Every day, more than 50 women visit the UNFPA-supported safe space in Bustan Al Zahra, which is one of five operating in earthquake-affected areas of Syria. The spaces offer counselling, gender-based violence response and recovery services, reproductive health support and the chance to learn livelihood skills so women can become financially independent.

Ms. Bikdash found refuge in a UNFPA-supported safe space for women and girls, where psychosocial support and training courses helped her regain her self-confidence and even start her own business. © UNFPA Syria/Ange Hussein, ICDA, 2023

Following the earthquakes, the safe space also provided shelter and emergency first aid training tailored to women and girls caught up in crises. This helped Ms. Bikdash to better deal with the condition of her daughter, who suffers from convulsive seizures, and introduced her to best practices in the event of an earthquake.

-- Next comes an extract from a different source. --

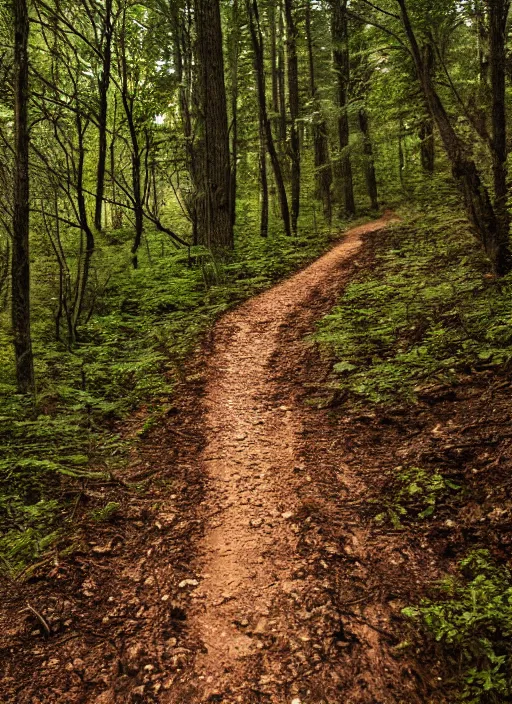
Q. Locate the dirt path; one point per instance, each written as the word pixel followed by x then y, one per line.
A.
pixel 249 556
pixel 248 570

It was training that came in useful sooner than she’d hoped, however, when another earthquake shook Aleppo on 25 July. Ms. Bikdash told UNFPA, “I’m scared because my house is cracked, I fear it may collapse. Six months after the last earthquake, I am tired. I always feel frustrated.”

Hundreds of thousands of women and girls who lost their homes in the disaster are still living in unsafe, informal settlements. They have limited access to reproductive health and protection services and little privacy or electricity – with a lack of toilets and hygiene facilities a particular source of distress. 

Gender-based violence, exploitation and abuse and child and forced marriages are all reported to have increased, along with rising domestic violence by intimate partners. Although mobile protection services, outreach and tent shelters were all ramped up in earthquake-affected areas, prevention and response mechanisms have been severely disrupted and case management has proved challenging as people move almost constantly between shelters and camps.

Reaching the most vulnerable in a crisis

From the start of the crisis in Syria more than a decade ago, and even in the aftermath of the destructive earthquake, UNFPA has worked with partners on the ground to ensure reproductive health and protection services reach all women and girls in need, wherever they live.

Since February 2023, UNFPA has reached more than 368,000 people in earthquake-affected areas in Syria with reproductive health and protection services through safe spaces, mobile teams and one-stop centres. UNFPA is appealing for $182 million to continue championing the rights of women and girls in Syria and those displaced across the rest of the region.

“In the midst of these difficult events, I see that the women’s support centre is the best thing that happened to me,” said Ms. Bikdash. “I told all the women in my neighbourhood to join, to benefit from the programmes offered… I’m proud of what I have become!”